I like the company of people but prefer solitude. I like to listen to people talk, the way they see it and say it. Poetry is real life actions and their chain of consequences, mathematics, music, art. In most group conversations and gatherings, I am usually the quiet one. Nobody minds your natural shyness in a group. Anonymity suits me. I have no need of attention to feel accepted. I am at ease in my own skin and mind. Life is hard for most of us, but also rare in our corner of the universe, so express your own understanding of it. I don’t like wasting words and thinking time is my creative cove. I don’t know why I started writing poetry when thirteen, but it has grown with me and reflects much of who I am now. Some poems sleep for years, jumbles of words, themes and rhythms in subconscious gaseous clouds, form and meaning evolving out of Spinoza’s orderly chaos, while others just happen, triggered by a single word or phrase, a sound, smell, or shape that relates to something from our past, present, or future. Writing a good poem makes me feel like the artist who can paint, or the musician who can play – joy in creating something that others enjoy and feel inspired to try doing themselves.
What books do you read?
Boyhood books that had a great influence on me were The Last Of The Mohicans and The Northwest Passage. The archaeology of Native American Indian Tribes, their cultures, oral history and music remains something I empathise with and profoundly respect in some poems.
My first poetical influences were the Tin Pan Alley lyricists and composers like Sammy Cahn, Cole Porter, Rogers and Hart and the Gershwin brothers. I love the fun, rhythm and interplay between lyrics and music. Bob Dylan, Tom Waits and Leonard Cohen influence my poetry in the same way, allowing me to experiment with metaphor, form and rhythms.
Relationships and love are one of the main themes in my poetry. Two books which have travelled with me through life are Anna Karenina by Leo Tolstoy and Tess Of The D’urbervilles by Thomas Hardy. Tolkien’s Lord Of The Rings trilogy is probably the biggest influence on my work. Other fantasy fiction authors I read include – Geddings, Moorcock, Feist, Jones and Kerr.

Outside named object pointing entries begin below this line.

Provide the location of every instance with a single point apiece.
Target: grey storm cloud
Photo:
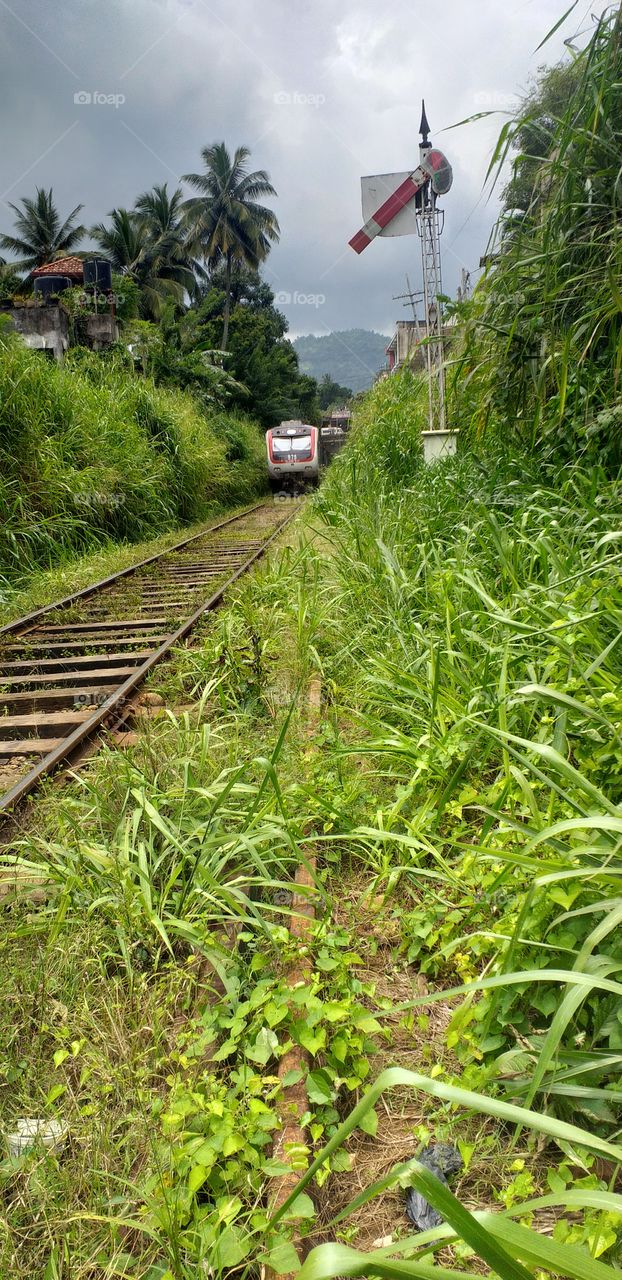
(101, 99)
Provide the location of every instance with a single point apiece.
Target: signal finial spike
(424, 127)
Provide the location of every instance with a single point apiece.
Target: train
(297, 451)
(293, 455)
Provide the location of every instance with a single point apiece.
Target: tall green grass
(90, 452)
(542, 339)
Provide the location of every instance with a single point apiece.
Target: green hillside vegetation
(90, 452)
(543, 333)
(352, 357)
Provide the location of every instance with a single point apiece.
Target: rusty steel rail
(55, 681)
(68, 600)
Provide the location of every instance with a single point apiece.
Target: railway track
(71, 668)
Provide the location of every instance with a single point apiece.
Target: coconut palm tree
(224, 219)
(136, 250)
(41, 234)
(160, 218)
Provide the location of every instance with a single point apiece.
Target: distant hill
(352, 356)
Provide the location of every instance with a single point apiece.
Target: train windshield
(291, 443)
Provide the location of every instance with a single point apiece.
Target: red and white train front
(293, 453)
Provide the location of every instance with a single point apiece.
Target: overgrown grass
(466, 775)
(92, 453)
(540, 352)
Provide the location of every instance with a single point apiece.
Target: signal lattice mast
(408, 206)
(430, 222)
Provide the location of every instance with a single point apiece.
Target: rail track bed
(72, 667)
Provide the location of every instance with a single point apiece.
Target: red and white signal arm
(388, 199)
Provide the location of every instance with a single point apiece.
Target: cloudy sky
(101, 99)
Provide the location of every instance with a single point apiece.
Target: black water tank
(46, 286)
(97, 274)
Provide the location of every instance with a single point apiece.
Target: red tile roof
(72, 266)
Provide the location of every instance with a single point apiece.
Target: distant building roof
(72, 266)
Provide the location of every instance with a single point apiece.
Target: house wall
(42, 328)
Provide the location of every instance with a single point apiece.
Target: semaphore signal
(401, 204)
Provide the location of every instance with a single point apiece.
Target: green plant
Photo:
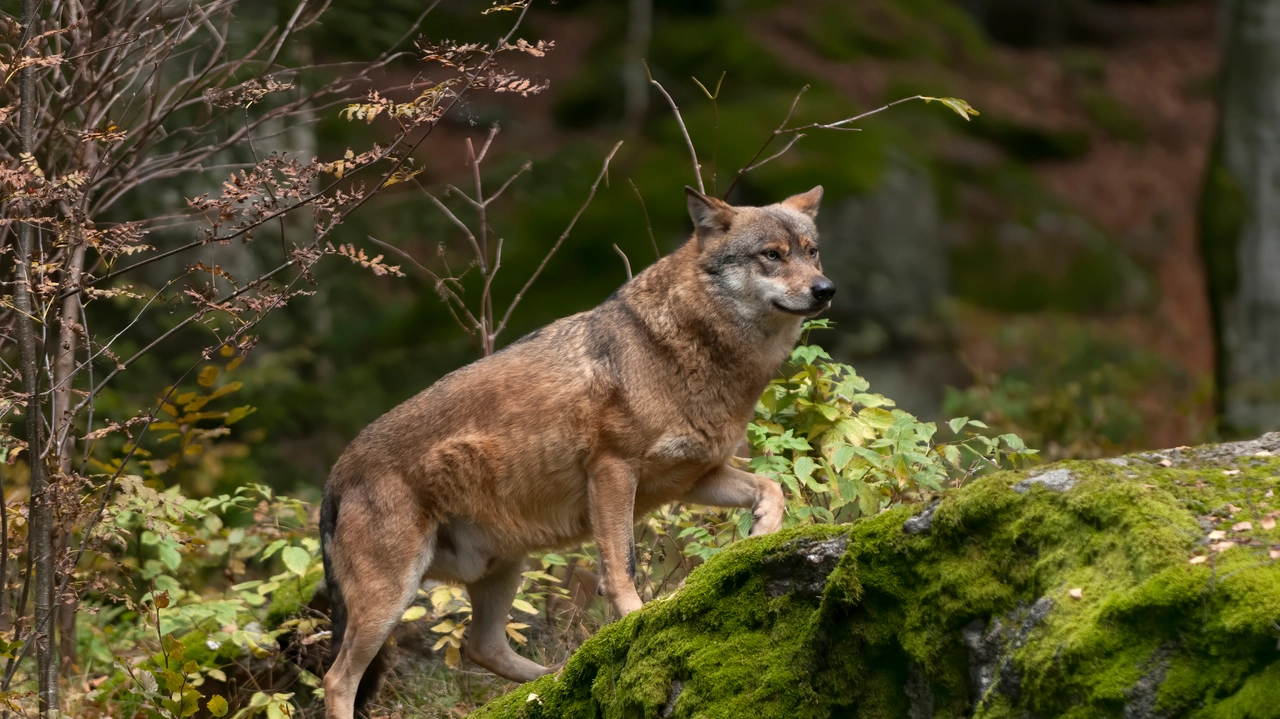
(841, 452)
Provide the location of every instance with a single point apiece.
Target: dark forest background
(1038, 266)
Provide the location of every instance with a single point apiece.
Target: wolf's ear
(708, 213)
(805, 202)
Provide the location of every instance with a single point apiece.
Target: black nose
(822, 289)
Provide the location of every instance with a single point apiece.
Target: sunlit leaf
(958, 105)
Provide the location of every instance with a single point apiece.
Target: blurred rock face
(886, 253)
(1033, 23)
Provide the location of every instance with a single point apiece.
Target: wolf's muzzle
(822, 289)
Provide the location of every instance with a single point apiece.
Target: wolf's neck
(712, 346)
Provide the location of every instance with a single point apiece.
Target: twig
(558, 242)
(648, 225)
(680, 120)
(713, 97)
(625, 261)
(767, 141)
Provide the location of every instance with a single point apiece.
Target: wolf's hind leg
(728, 486)
(379, 555)
(487, 640)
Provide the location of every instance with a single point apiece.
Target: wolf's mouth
(801, 312)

My favourite poets include most of the Romantics, Thomas Hardy, Dylan Thomas, Sylvia Plath, Larkin, Neruda, Lorca and W B Yeats.
What inspires you?
Salford – my home town. My working class Irish and Welsh roots. My Muse and Children. The natural and industrial landscape. Archaeology. Astronomy. Social history. The struggle to overcome adversity and oppression. Contemporary poet, musician and artist friends. Trying to play more than three notes on my saxophone and clarinet. Working on my next poem.

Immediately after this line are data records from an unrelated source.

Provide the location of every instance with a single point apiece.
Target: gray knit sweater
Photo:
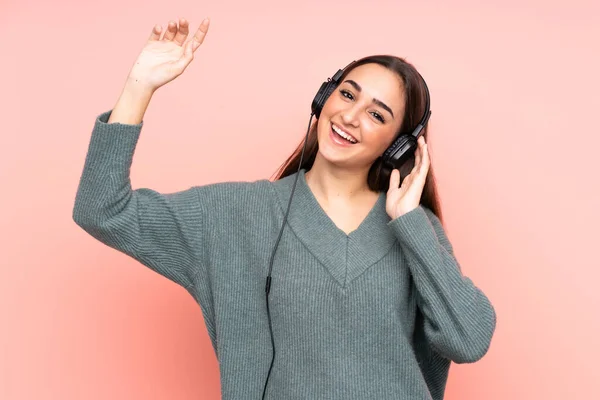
(379, 313)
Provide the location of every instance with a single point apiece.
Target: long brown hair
(378, 177)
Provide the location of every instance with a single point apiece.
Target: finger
(187, 57)
(201, 33)
(155, 34)
(394, 180)
(425, 159)
(417, 157)
(183, 31)
(171, 31)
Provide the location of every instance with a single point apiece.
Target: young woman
(367, 300)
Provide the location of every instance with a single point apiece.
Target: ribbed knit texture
(376, 314)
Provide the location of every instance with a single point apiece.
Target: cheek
(377, 137)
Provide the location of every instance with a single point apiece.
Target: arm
(159, 230)
(459, 318)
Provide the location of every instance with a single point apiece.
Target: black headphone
(392, 158)
(403, 147)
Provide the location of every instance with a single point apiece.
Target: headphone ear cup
(399, 151)
(321, 97)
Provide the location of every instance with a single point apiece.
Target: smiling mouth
(342, 134)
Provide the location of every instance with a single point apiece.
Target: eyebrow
(376, 101)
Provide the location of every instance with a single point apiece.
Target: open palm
(163, 59)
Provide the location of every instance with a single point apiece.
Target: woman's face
(367, 108)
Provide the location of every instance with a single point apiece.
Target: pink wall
(515, 102)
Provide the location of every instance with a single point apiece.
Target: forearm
(132, 103)
(460, 319)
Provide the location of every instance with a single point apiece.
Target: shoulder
(233, 192)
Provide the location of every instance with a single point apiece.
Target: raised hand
(401, 199)
(164, 59)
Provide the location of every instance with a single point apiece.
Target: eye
(378, 116)
(346, 94)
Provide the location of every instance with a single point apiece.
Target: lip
(335, 138)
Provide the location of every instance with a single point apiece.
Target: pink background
(514, 143)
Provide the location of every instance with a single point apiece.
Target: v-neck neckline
(345, 256)
(317, 206)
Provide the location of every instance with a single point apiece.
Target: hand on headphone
(406, 197)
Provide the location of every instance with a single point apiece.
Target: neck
(332, 183)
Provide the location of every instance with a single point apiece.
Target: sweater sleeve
(158, 230)
(459, 318)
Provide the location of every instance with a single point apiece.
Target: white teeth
(343, 134)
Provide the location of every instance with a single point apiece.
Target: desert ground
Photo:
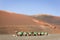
(49, 37)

How did you know you wanted to be a writer and when?
When the Professor of the English department at Swansea University read some of my poetry at my interview, then wrote to me, offering me a place to do a degree in English and Literature, and stating that those poems showed I had real potential to become a writer. That was in 1979. I was 19. Too young about the world and didn’t believe him. I went to Liverpool University instead.

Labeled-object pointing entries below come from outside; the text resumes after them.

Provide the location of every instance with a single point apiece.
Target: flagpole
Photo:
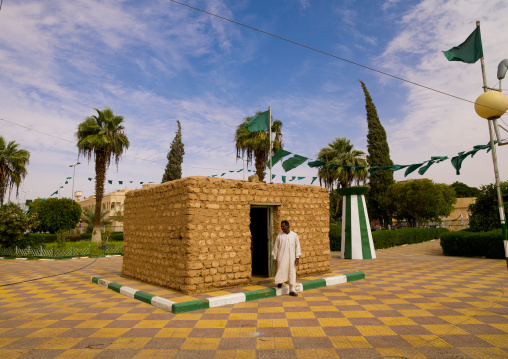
(494, 158)
(270, 134)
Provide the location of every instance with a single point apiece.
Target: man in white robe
(286, 253)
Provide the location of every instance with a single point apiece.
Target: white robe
(285, 251)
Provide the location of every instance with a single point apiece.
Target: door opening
(260, 243)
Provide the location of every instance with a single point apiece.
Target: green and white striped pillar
(356, 235)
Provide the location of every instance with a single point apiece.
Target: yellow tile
(300, 315)
(316, 332)
(271, 310)
(267, 323)
(377, 307)
(231, 333)
(109, 332)
(129, 343)
(47, 332)
(6, 341)
(324, 308)
(94, 324)
(265, 343)
(151, 324)
(80, 353)
(283, 343)
(326, 353)
(298, 331)
(80, 316)
(243, 316)
(245, 354)
(133, 316)
(60, 343)
(334, 322)
(211, 324)
(306, 353)
(415, 313)
(442, 329)
(357, 314)
(225, 354)
(358, 342)
(182, 332)
(366, 330)
(187, 316)
(498, 340)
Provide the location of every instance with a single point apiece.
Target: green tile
(354, 276)
(144, 297)
(260, 294)
(190, 306)
(312, 284)
(115, 286)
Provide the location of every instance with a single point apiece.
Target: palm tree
(88, 218)
(101, 136)
(257, 144)
(13, 162)
(340, 151)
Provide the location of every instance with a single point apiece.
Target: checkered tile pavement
(413, 302)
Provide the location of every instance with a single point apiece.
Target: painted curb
(214, 302)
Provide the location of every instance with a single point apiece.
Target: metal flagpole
(270, 134)
(494, 158)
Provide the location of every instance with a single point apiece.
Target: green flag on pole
(259, 122)
(469, 51)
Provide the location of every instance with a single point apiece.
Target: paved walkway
(413, 302)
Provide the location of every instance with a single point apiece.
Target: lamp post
(491, 105)
(73, 173)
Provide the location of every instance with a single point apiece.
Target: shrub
(387, 239)
(474, 244)
(13, 224)
(117, 236)
(335, 237)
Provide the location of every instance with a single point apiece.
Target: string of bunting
(422, 167)
(284, 178)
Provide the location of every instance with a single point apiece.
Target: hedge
(387, 239)
(335, 237)
(397, 237)
(474, 244)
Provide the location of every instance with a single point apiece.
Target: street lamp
(73, 174)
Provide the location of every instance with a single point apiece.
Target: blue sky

How do you deal with rejection?
I give each one the finger while quietly thanking the editor for keeping my feet on the ground. They make you widen your creative range and work harder on any weaknesses.
Who are some writers you admire?
Adding to those previously mentioned – e e cummings, Bukowski, Brian Aldiss, Chaucer, Marlowe.
Is writing the only artistic medium you do?
What would be some advice you would give to your younger self?
None really. I have enjoyed finding my own way on life’s road.
Do you have any advice for other writers?
Read other writers. Don’t be afraid to leave your comfort zone. Take risks and experiment.
What is your writing process?
I write most days with pen on A4 paper folded into quarters. Strings of ideas and phrases. Any time of day, but I prefer the evening and through the night. Some poems survive the first draft. Others go through minor edits to language, theme and structure. Some get butchered and others are sent to hibernate until I return to them.
Strider Marcus Jones – is a poet, law graduate and ex civil servant from Salford, England with proud Celtic roots in Ireland and Wales. A member of The Poetry Society, his five published books of poetry http//www.lulu.com/spotlight/stridermarcusj…. reveal a maverick moving between forests, mountains, cities and coasts playing his saxophone and clarinet in warm solitude. His poetry has been published in the USA, Canada, England, Ireland, Wales, France, Spain, India and Switzerland in numerous publications.